Other Noninvasive Procedures
Vertebral Axial Decompression. Vertebral axial decompression (VAX-D) may reduce pain and improve function in patients with chronic low back pain, including sciatic pain that radiates down the leg. The patient lies face down on a special table, clutching hand grips and wearing a pelvic harness. Movable parts of the contraption exert a traction-like action that alternately decompresses the spine, then relaxes, over one-minute intervals. Each session lasts about 30 minutes, and 10 to 20 sessions on successive days are often required. The procedure is thought to alleviate pain and enhance healing by relieving pressure within the discs, promoting the in-flow of oxygen, fluids, and nutrients to the spinal column. Some evidence supports its benefits, with reported success rates of around 70%. It is not yet covered by most insurers, however, and more studies are needed to confirm its benefits.
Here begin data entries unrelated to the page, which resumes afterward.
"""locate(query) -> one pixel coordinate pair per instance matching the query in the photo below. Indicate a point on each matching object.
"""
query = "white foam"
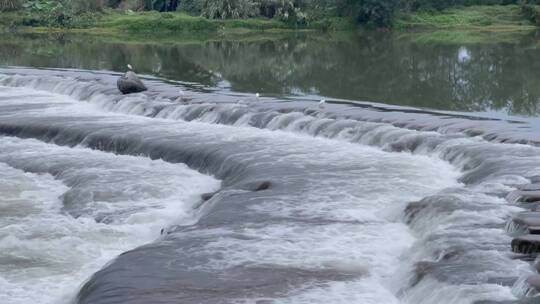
(45, 253)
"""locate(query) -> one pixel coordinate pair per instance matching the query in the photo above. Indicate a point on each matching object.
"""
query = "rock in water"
(130, 83)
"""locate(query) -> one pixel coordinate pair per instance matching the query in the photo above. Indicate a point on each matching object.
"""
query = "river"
(396, 191)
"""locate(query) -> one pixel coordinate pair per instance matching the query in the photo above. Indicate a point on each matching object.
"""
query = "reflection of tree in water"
(378, 68)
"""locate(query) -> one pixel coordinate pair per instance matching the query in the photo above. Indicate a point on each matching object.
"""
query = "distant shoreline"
(474, 24)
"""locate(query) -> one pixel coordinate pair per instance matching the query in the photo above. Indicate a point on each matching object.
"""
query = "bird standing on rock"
(182, 97)
(130, 83)
(322, 104)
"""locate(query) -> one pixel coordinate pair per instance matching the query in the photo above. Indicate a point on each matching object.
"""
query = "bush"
(10, 5)
(373, 13)
(192, 7)
(288, 11)
(229, 9)
(531, 12)
(85, 6)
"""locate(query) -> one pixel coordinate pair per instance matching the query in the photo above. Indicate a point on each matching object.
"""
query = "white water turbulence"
(66, 212)
(347, 205)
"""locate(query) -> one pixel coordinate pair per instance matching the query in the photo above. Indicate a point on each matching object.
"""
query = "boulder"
(130, 83)
(526, 244)
(527, 219)
(523, 196)
(529, 187)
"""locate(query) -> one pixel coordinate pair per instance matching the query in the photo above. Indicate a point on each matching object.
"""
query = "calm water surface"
(500, 79)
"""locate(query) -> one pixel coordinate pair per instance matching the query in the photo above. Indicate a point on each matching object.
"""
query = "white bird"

Acupuncture. Acupuncture is now a common alternative treatment for certain kinds of pain. It involves inserting small pins or exerting pressure on certain "energy" points in the body. When the pins have been placed successfully, the patient is supposed to experience a sensation known as Teh Chi, which brings a feeling of fullness, numbness, tingling, and warmth with some soreness around the acupuncture point. Unfortunately, rigorous studies of acupuncture are difficult to perform, and most evidence on its benefits is weak. In any case, it may be specifically helpful for certain patients with back pain, such as pregnant women, who must avoid medications. Anyone who has acupuncture should be sure it is performed in a reputable location with experienced practitioners who use sterilized equipment.
Percutaneous Neuromodulation Therapy. A technique called percutaneous neuromodulation therapy (PNT) employs a small device delivers electrical stimulation to deep tissues and nerve pathways near the spine. It has shown some initial promise for relief of chronic back pain and may also improve mobility and sleep. Treatment sessions are conducted in the doctors office and last about 30 minutes. The device only became available in 2002, so experience is very limited. A correct pattern of stimulation appears to be important for optimal relief and needs to be determined.
Electric Nerve Stimulation. Transcutaneous electric nerve stimulation (TENS) uses low-level electrical pulses to suppress back pain. A variant, percutaneous electrical nerve stimulation (PENS), applies these pulses through a small needle to acupuncture points. The standard procedure is to give 80 to 100 pulses per second for 45 minutes three times a day. The patients are barely aware of the sensation. Although a 2002 analysis of trials could find no direct evidence of benefit, small studies have reported some relief for chronic low back pain from either TENS or PENS. It is not known if these effects are long lasting. Neither approach is helpful for relief of acute low back pain in most patients.
Muscle Stimulation. Two investigative procedures called automated or electrical twitch obtaining intramuscular stimulation (ATOIMS or ETOIMS) are showing promise. ATOIMS uses an automated mechanical device that vibrates the muscle using a tiny pin. (The sensation is described as similar to a mosquito bite.) ETOIMS uses an extremely mild electrical current. They can also be used together. Both approaches cause the muscles to twitch and then relax then the process is stopped. Discomfort is minimal. Small studies are reporting some help in relieving a number of condition the cause chronic pain, including low back pain.